A n’en pas douter, ils figuraient aux yeux du spectateur les trois portes qui étaient de règle dans un décor grec, et dont l’une, celle du milieu, s’appelait la « porte royale. » C’est par là que les acteurs pénétraient dans l’orchestre, et, pour employer l’expression moderne, entraient en scène, après avoir revêtu leur costume dans les chambres situées à l’arrière-plan. S’ils avaient dû monter sur la plate-forme du logeion, il leur aurait fallu gravir un petit escalier extérieur. Les imagine-t-on montant ces marches en vue du public, alourdis par leur pesant costume, et trébuchant à chaque pas sur leurs épais cothurnes à semelles de bois ?

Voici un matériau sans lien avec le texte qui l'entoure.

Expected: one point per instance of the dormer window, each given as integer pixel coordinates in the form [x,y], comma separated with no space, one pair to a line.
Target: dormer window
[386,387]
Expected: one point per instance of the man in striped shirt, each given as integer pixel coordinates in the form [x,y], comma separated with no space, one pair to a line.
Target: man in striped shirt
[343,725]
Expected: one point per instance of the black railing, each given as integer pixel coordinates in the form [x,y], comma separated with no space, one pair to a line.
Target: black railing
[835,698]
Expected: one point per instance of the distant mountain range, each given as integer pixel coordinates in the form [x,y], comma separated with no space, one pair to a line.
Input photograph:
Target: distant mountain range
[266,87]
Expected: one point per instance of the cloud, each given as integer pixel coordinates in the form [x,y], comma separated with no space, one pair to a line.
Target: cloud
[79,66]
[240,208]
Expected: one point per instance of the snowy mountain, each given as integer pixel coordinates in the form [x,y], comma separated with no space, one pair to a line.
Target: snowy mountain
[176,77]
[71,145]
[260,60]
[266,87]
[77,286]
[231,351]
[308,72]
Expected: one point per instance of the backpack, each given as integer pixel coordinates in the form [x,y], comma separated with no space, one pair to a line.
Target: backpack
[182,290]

La trace des décors du proscénion, si visible pour la première fois, suffirait à nous convaincre qu’à Priène, au IIIe siècle, les acteurs jouaient encore dans l’orchestre. Une autre preuve, c’est qu’on supprima ces décors, lorsque, à l’époque gréco-romaine, la scène fut transportée sur le logeion. On boucha, par des murs, les entre-colonnemens devenus inutiles, puisque les panneaux peints avaient émigré, avec les acteurs, sur la plateforme supérieure. La colonnade fut respectée, simplement parce qu’elle existait. Mais elle ne répondait plus à aucune nécessité, et l’on ne saurait conclure de cet exemple que le soubassement de la scène gréco-romaine fût orné de colonnes. D’habitude, il offre une façade tout unie.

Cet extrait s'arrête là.